You also have to trust that the SEC is going to go after bad actors who misbehave – but meanwhile, you may have made a bad investment, lost money and there’s nothing you can do about it.
Now imagine that a company’s entire financial records were on a blockchain that was transparent. You could go in, audit the books and know instantaneously the value of that company. That kind of transparency highlights the promise of blockchain technology. The same argument could be made for government data, health care data, higher education data and many other industries. There’s a huge opportunity for innovation here, and we certainly don’t want to handcuff startups, researchers, or entrepreneurs to be able to do things because cryptocurrency, which uses blockchain technology, is slumping in the markets right now.
If blockchains are essentially a public, digital ledger, how do you account for security and privacy issues?
There’s a famous saying: “Trust but verify.” What blockchains allow us to do is trust and verify. Now, there will be areas where data must be protected, such as corporate secrets or medical data, which can’t be floating freely visible on a blockchain for the world to see.
But there are blockchain technologies, such as zero-knowledge proofs and layer chains, that hide some or all of the data but enable applications to verify information without compromising security. A simple example would be that you probably don’t want everyone to know how much money you have in your bank account, but you do want a financial entity or an individual to know that you have enough money to pay back a loan. With blockchain technology you could prove your creditworthiness in a matter of seconds rather than a matter of days or weeks in a fair and transparent manner. A zero-knowledge proof, for example, would allow somebody to verify that you have sufficient reserves in your bank account without them knowing your exact balance or your transaction history. A different blockchain could function to verify your salary history.
As a result, if your lender were to use a blockchain, you wouldn’t have to share your Social Security number, credit reports and other financial data with a third-party when you’re applying for a mortgage.
Another good example would be high school or college transcripts. Blockchain technology would allow you to provide limited access to that data to specific individuals or organizations. It’s possible that you don’t want everyone in the world to know your grades from your senior year, but it would be great to have a quick, easy way for others to verify your degree or to know the specific classes you took at a given college.
Most people associate NFTs with silly digital photos of bored apes on yachts. Do they have a use beyond pixelized art?

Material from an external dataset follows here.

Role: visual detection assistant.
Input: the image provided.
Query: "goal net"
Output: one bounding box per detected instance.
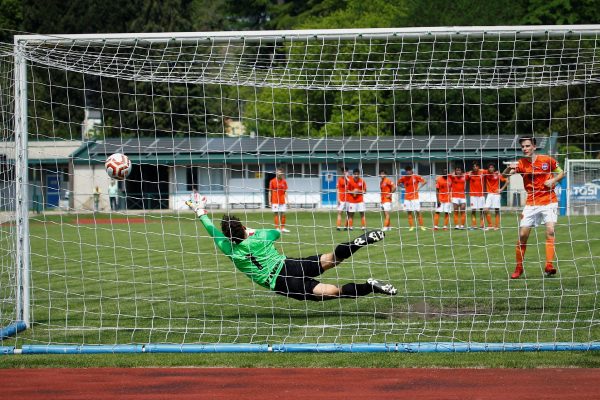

If you’re a musician or an artist, it’s a potential game-changer in terms of building a community with your fans. If you sell your art via an NFT, you will have a direct electronic connection with the people who own your art, which means you can communicate with them. You can continue to drive audience engagement through that connection. As an example, if you have 1,000 motivated fans who would pay you $1,000 a year to purchase your music or your digital art, you’ve just earned a million dollars. And you can continue to grow your audience – or entice your current audience to buy more offerings.
If you buy a non-digital painting from somebody and now you want to sell it, the original artist doesn’t know that the original owner re-sold it and has no ability to recoup any fraction of that sale. With NFTs, artists can have contracts that are tied to the digital asset, so they can stipulate that if you resell it, it’s going to have a 5% royalty that goes back to the original artist. So say it does appreciate in value. The original artist may have sold it for $1,000 and now you’re re-selling it for $1,000,000. The artist would make more on the resale than they did on the original. That should encourage artists to produce more art and not worry about the initial sale, because they now have this secondary ability to earn additional revenue through royalties.
You could apply the same thinking to most industries. Take professional sports, for example. What if my ticket to an event were an NFT? Now the team knows who attended the event, and that enables them to drive all sorts of new engagements. Do you want to purchase game footage, photos or other digital memorabilia of a special event? Here’s your chance.
So there are fundamental opportunities here, and not just in the high-publicity, high-speculation areas that seem to garner the most attention.